The Republican vow to block any candidate President Obama nominates to the Supreme Court—any candidate, no mattered how qualified—says, at base, that this president doesn’t have the authority of a real president. He doesn’t have the authority of Ronald Reagan, who got Justice Anthony Kennedy confirmed in the last year of his presidency, or of any of the other presidents who have done the same.
Hmm. What could possibly make this president so different from every other president? Some people have a theory:
“Our president, the president of the United States, has been disrespected from Day 1,” Carol Richardson, 61, said on Wednesday as she colored a customer’s hair at Ultra Beauty Salon in Hollywood, S.C., a mostly black town near Charleston. “The words that have been said, the things the Republicans have done they’d have never have done to another president. Let’s talk like it is, it’s because of his skin color.”
As sure as the sun comes up in the morning, Republicans will be outraged by any suggestion that the president’s race plays a role in their opposition to him doing his job and them then doing theirs. But you reap what you sow, and Republicans have been sowing enthusiastically for seven years now:
“I can tick instance after instance over the last seven years where Republicans have purposely tried to diminish the president’s authority,” [Rep. G.K.] Butterfield said. “This is just really extreme, and leads me to the conclusion that if this was any other president who was not African-American, it would not have been handled this way.” [...]
“You hear the thing about: ‘He’s not a citizen. He oversteps his bounds. He’s divisive.’ One thing after another,” said Representative Marcia L. Fudge, Democrat of Ohio. “This has been going on since the day he was elected in 2008.”

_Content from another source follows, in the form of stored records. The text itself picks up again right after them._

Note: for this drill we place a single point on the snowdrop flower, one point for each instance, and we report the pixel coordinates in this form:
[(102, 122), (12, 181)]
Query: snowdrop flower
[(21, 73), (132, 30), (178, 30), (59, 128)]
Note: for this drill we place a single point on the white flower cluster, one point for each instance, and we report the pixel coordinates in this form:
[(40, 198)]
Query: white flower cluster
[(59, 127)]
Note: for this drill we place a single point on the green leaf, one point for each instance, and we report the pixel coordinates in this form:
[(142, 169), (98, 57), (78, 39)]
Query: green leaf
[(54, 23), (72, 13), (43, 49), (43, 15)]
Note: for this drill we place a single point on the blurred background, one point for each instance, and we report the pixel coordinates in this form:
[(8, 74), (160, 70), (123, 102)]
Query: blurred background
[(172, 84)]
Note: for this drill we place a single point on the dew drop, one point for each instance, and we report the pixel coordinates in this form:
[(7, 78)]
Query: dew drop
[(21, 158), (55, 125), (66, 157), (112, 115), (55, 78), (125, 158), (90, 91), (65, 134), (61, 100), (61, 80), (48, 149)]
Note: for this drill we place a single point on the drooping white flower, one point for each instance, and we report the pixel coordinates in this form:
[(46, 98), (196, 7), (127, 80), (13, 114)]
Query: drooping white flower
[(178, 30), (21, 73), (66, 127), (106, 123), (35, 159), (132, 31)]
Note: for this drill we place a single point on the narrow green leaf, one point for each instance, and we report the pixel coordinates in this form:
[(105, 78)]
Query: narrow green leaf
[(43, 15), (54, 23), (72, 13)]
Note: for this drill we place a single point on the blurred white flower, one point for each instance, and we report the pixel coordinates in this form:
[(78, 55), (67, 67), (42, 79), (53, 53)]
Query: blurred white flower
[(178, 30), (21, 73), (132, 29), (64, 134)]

Sure, today’s Republicans would oppose anything any Democratic president did, but after seven years we know that their attacks on Obama have a very particular edge. They’re not just opposing him, time and time again they’re insisting that his presidency is illegitimate, that he has less authority than the Constitution grants or than his predecessors have enjoyed. That’s not just partisanship. Republicans don’t have to be sitting around together saying “the [racial slur] doesn't get his way on this” for it to be racially motivated. The fundamental disrespect is long since baked in to how they view Obama.
The president may not be able to say it bluntly, but the rest of us can and should: Race is at work here.